Der Wandel unserer Energieerzeugung von fossilen Energieträgern hin zu Erneuerbaren Energien mit volatiler Stromerzeugung erfordert auch die intelligente Nutzung des erzeugten Stroms. Wenn also von der Steuerung von Verbrauchern die Rede ist, wird genau diese Notwendigkeit adressiert.

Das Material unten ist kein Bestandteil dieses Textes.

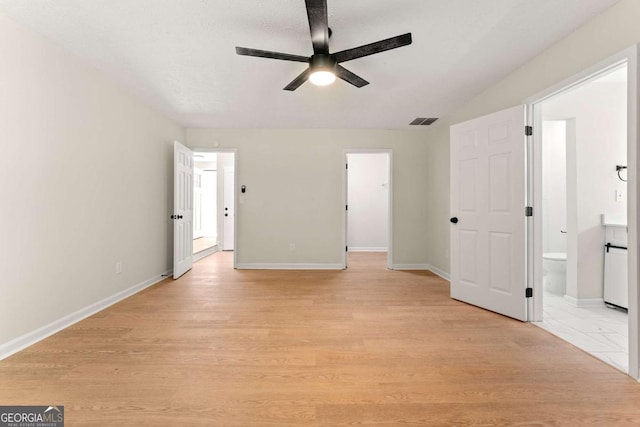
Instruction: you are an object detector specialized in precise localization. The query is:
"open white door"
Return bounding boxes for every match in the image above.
[222,167,236,251]
[171,141,193,279]
[451,106,527,321]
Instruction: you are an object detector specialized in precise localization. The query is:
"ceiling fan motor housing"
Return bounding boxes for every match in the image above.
[309,53,338,74]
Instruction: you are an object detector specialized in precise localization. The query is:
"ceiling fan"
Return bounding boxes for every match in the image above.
[236,0,411,91]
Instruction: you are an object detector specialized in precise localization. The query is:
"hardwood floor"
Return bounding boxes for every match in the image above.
[0,252,640,426]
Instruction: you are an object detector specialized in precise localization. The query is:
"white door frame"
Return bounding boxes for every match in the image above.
[340,148,393,270]
[191,147,240,268]
[524,45,640,380]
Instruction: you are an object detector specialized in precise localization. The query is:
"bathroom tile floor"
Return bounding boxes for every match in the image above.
[533,292,629,373]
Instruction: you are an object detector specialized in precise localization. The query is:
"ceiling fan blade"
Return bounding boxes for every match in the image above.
[305,0,329,54]
[284,68,311,91]
[236,47,309,62]
[336,65,369,87]
[332,33,411,62]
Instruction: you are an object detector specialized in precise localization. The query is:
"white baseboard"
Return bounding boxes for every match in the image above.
[0,270,173,360]
[236,263,344,270]
[564,295,605,308]
[192,245,220,262]
[391,264,429,270]
[428,265,451,282]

Als Beispiel dafür wird gerne die Waschmaschine genutzt: Unter „steuern“ versteht man hierbei die zeitliche Verschiebung der Energienutzung, also, den Start des Waschgangs. Eine erste Maßnahme dafür sind variable bzw. dynamische Tarife. Durch solche Tarife sollen die Verbraucher angeregt werden, Strom zu nutzen, wenn dieser günstig ist. Wenn dieses Anreizsystem jedoch nicht ausreicht, ist der Netzbetreiber in der Pflicht aktiv zu werden, um die Netzstabilität zu gewährleisten.

Dynamische Tarife

Bei dynamischen Tarifen, die keinen festen Kilowattstundenpreis vorgeben, sondern an den Strombörsenpreis gekoppelt sind, wird dem Kunden im einfachsten Fall die Preisentwicklung transparent gemacht. Das geschieht oft über eine App. Dadurch kann dieser seinen Verbrauch entsprechend planen und anpassen, was natürlich auch das Starten der Waschmaschine einschließen kann. Besonders interessant sind jedoch größere Verbraucher wie der Ladevorgang eines Elektroautos.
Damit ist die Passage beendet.